Primary Conclusions • Puma is a critical mediator of p53 induced cell death & accounts for nearly all apoptotic activity attributed to p53 in primary hematopoietic & CNS cells in response to γ-IR or oncogenes (cMyc) • Endogenous WT p53 is not sufficient in the absence of Puma to induce efficient cell death • Puma is required for p53-mediated cell death which most like occurs through the direct transcriptional induction of Puma expression by p53 & the subsequent association of Puma with Bcl-2 family members at the mitochondria • Remarkably, the loss of just Puma has a profound effect on apoptosis after DNA damage and other apoptotic stimuli • Puma is essential to the induction of apoptosis during DNA damage
Secondary Conclusions • Recent studies indicate that p53’s apoptotic activity is the primary tumor suppressor function because tumors have been shown to tolerate wt p53 if appropriate survival methods are implemented. • Results of this paper suggest that the combined activities of p53 cell cycle arrest and cell death serve as checkpoints in cancer • Consistent with this hypothesis, Puma KO mice (> 6 months) do not appear to be inherently predisposed to developing spontaneous tumors • These mice lack the ability for p53-mediated apoptosis, but they do have wild type p53 for inducing cell cycle arrest if necessary • Could other proteins (when no Puma) be involved/compensating in p53-mediated apoptosis?
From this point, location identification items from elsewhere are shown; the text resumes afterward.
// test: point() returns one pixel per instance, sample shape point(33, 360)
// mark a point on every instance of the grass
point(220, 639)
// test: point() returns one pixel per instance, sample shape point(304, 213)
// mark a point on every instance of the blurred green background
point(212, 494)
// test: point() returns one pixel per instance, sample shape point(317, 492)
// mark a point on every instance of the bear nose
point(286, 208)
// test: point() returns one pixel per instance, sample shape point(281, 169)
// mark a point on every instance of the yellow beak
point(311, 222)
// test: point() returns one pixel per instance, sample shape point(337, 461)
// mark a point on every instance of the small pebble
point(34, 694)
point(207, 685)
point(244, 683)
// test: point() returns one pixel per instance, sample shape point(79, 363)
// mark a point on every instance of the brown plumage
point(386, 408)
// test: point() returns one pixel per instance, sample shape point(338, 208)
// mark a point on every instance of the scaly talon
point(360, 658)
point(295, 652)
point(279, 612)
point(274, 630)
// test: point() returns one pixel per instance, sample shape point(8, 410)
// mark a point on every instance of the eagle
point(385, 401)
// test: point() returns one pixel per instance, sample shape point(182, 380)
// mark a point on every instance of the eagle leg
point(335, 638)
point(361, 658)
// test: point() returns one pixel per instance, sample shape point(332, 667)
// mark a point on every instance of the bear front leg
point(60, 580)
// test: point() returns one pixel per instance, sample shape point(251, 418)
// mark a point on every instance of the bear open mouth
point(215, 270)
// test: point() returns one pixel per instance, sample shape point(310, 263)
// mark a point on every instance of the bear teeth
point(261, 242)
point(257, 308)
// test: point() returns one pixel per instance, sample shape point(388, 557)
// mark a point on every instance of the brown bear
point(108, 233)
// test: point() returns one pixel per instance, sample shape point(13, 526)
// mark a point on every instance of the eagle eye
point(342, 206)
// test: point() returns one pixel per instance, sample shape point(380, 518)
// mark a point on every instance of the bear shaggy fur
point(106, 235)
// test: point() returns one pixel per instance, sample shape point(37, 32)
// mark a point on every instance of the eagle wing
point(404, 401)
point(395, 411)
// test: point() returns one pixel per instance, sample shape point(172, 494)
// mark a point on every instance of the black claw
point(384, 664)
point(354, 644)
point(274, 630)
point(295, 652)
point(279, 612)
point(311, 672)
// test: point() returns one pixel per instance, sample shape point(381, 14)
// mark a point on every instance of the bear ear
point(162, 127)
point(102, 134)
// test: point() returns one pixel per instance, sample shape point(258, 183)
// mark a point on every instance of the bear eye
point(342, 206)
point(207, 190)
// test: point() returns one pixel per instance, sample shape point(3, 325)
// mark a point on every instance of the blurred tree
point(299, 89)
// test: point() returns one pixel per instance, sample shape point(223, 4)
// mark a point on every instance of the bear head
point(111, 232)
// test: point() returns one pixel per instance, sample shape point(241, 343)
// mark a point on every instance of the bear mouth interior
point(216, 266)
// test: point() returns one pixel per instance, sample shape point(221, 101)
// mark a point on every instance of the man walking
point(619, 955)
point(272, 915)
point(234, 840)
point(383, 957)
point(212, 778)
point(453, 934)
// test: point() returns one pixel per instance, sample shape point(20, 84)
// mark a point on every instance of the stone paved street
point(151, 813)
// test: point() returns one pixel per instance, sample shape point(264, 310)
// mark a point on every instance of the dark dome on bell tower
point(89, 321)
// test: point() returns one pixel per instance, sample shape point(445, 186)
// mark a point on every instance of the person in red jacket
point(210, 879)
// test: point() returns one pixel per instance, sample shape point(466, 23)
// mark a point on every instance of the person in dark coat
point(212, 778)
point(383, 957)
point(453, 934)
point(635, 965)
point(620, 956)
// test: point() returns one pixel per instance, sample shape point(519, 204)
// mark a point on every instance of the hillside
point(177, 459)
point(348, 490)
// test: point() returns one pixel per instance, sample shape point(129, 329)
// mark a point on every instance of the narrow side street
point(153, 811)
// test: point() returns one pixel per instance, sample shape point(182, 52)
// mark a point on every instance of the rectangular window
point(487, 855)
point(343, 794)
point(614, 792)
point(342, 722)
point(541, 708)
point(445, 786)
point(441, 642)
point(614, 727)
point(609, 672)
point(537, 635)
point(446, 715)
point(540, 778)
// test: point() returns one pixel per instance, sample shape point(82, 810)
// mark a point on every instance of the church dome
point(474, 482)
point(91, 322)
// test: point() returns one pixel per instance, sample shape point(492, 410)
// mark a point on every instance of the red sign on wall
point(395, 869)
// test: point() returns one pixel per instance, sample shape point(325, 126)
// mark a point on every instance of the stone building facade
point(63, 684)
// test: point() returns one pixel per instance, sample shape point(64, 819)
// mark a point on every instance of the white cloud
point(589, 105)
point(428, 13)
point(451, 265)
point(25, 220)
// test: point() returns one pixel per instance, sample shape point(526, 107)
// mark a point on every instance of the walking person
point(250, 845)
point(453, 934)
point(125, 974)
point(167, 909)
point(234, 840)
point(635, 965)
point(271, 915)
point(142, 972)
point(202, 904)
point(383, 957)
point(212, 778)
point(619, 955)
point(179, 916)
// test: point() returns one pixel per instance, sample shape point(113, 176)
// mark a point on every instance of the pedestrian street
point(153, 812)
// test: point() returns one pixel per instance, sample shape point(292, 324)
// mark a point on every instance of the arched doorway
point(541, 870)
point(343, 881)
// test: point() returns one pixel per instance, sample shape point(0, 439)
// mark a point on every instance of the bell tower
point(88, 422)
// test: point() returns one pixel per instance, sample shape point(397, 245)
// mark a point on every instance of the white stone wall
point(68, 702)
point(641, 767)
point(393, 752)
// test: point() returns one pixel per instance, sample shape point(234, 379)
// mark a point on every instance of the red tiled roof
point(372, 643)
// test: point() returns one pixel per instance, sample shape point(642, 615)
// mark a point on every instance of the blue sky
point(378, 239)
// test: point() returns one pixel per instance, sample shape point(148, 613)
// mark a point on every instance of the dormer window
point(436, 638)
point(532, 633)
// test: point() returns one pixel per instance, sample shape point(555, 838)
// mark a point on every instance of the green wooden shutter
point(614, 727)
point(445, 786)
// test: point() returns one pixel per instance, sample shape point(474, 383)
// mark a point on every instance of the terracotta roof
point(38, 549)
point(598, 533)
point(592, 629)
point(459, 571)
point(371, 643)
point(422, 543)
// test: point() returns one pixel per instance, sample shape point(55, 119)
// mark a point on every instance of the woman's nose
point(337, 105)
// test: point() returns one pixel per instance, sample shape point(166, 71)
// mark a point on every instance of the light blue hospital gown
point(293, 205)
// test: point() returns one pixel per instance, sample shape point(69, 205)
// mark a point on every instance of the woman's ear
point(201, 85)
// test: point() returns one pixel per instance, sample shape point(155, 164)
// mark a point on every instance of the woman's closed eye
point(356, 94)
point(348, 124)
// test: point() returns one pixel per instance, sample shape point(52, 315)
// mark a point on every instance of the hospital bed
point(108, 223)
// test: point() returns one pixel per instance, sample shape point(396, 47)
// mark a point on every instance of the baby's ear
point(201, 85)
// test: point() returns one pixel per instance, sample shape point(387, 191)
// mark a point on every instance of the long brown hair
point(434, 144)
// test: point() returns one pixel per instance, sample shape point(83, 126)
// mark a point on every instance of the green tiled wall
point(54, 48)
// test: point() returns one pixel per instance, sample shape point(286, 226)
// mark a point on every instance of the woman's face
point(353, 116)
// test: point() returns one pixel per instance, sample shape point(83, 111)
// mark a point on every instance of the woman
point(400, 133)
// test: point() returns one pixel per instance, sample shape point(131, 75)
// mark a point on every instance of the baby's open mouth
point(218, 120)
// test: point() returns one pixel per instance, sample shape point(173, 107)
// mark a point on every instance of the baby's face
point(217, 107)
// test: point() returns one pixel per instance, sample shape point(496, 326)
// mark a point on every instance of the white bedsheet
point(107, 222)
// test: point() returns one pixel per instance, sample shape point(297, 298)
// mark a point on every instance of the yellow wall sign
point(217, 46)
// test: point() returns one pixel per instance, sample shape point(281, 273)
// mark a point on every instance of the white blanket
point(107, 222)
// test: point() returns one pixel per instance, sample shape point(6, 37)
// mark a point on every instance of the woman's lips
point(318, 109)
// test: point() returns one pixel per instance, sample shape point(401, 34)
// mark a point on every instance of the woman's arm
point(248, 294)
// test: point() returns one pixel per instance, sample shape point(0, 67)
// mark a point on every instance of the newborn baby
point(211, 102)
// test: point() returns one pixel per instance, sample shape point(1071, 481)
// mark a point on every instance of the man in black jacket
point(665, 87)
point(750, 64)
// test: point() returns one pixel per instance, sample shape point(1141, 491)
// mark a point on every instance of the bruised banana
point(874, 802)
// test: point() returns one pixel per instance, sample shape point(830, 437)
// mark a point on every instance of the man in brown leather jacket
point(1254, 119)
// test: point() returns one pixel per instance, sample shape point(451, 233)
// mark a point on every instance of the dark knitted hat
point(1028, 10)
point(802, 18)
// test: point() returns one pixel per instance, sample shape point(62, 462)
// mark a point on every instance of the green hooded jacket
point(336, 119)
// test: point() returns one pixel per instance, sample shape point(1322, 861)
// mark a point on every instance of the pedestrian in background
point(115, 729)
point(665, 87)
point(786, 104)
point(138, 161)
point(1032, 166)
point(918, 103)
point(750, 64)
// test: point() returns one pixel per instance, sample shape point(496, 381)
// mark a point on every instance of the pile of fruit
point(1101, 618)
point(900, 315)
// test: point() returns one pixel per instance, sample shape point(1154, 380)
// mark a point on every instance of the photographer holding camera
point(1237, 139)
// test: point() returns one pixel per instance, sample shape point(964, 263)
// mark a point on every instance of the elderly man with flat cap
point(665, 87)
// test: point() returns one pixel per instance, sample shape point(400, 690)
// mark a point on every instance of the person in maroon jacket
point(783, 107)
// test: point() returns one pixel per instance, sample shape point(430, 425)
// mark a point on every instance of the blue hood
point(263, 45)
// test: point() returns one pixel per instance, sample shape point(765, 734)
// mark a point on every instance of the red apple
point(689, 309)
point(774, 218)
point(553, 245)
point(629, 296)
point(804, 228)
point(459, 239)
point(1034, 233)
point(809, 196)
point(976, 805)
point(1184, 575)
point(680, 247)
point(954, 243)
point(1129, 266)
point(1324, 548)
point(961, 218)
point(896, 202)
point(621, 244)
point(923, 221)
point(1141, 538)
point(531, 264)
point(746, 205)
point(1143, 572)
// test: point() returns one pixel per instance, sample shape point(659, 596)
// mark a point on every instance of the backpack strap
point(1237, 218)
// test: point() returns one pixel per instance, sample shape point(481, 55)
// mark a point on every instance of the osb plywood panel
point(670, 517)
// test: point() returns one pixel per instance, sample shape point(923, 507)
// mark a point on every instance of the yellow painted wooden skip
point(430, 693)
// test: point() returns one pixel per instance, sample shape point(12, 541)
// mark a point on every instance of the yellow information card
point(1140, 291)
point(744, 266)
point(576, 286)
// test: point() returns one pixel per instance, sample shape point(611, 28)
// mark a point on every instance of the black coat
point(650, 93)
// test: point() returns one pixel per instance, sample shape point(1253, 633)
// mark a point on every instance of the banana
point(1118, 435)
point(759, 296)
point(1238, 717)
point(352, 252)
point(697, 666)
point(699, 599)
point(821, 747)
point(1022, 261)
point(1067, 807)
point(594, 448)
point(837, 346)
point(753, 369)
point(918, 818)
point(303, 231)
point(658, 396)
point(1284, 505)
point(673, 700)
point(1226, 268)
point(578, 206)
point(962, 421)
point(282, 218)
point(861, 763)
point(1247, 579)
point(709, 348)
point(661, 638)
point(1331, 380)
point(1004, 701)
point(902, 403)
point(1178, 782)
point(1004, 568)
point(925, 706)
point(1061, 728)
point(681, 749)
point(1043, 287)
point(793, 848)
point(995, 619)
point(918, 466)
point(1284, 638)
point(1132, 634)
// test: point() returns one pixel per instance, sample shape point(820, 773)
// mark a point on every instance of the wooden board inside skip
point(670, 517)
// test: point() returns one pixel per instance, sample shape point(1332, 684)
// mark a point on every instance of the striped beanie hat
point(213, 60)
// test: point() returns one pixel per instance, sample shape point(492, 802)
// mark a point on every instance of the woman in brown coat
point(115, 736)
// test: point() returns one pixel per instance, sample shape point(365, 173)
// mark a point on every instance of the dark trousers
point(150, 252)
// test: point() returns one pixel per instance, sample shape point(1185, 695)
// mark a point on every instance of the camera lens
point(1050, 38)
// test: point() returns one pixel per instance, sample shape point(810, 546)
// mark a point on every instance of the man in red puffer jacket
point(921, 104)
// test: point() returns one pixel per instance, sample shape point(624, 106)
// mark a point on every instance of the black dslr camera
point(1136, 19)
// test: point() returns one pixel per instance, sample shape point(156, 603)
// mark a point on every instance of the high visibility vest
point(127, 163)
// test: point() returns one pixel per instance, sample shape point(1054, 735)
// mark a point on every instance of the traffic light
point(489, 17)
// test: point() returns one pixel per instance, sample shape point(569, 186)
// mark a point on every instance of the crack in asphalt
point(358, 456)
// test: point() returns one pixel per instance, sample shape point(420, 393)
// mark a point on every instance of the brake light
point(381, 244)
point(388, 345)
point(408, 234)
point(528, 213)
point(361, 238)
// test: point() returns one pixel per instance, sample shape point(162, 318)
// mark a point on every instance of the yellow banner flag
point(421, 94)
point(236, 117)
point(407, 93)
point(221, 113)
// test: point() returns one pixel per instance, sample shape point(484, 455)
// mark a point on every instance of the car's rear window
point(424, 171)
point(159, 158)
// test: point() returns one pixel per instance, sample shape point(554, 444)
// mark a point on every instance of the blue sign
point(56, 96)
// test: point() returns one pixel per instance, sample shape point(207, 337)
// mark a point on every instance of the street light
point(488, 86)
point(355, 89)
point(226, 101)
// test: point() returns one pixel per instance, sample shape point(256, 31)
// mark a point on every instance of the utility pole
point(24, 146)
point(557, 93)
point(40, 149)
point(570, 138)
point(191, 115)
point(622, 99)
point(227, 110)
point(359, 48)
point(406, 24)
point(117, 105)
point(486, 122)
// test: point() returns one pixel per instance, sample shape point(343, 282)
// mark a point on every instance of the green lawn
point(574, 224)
Future Directions • Does p53 directly activate PUMA transcription to initiate apoptosis in vivo or via transcription independent mechanisms? • Is Puma related to other apoptotic mediators of p53? • Does Puma deficiency mimic p53 deficiency in its ability to rescue the developmental defects caused by MDM2 knockout? • Why do some cells undergo cell cycle arrest rather than apoptosis in response to p53, even though Puma is induced? • Can Puma sensitize p53 mutant cells to anticancer drugs? • Determine whether spontaneous tumor incidence increases in aged Puma deficient mice or in cooperation with other genetically predisposed alterations.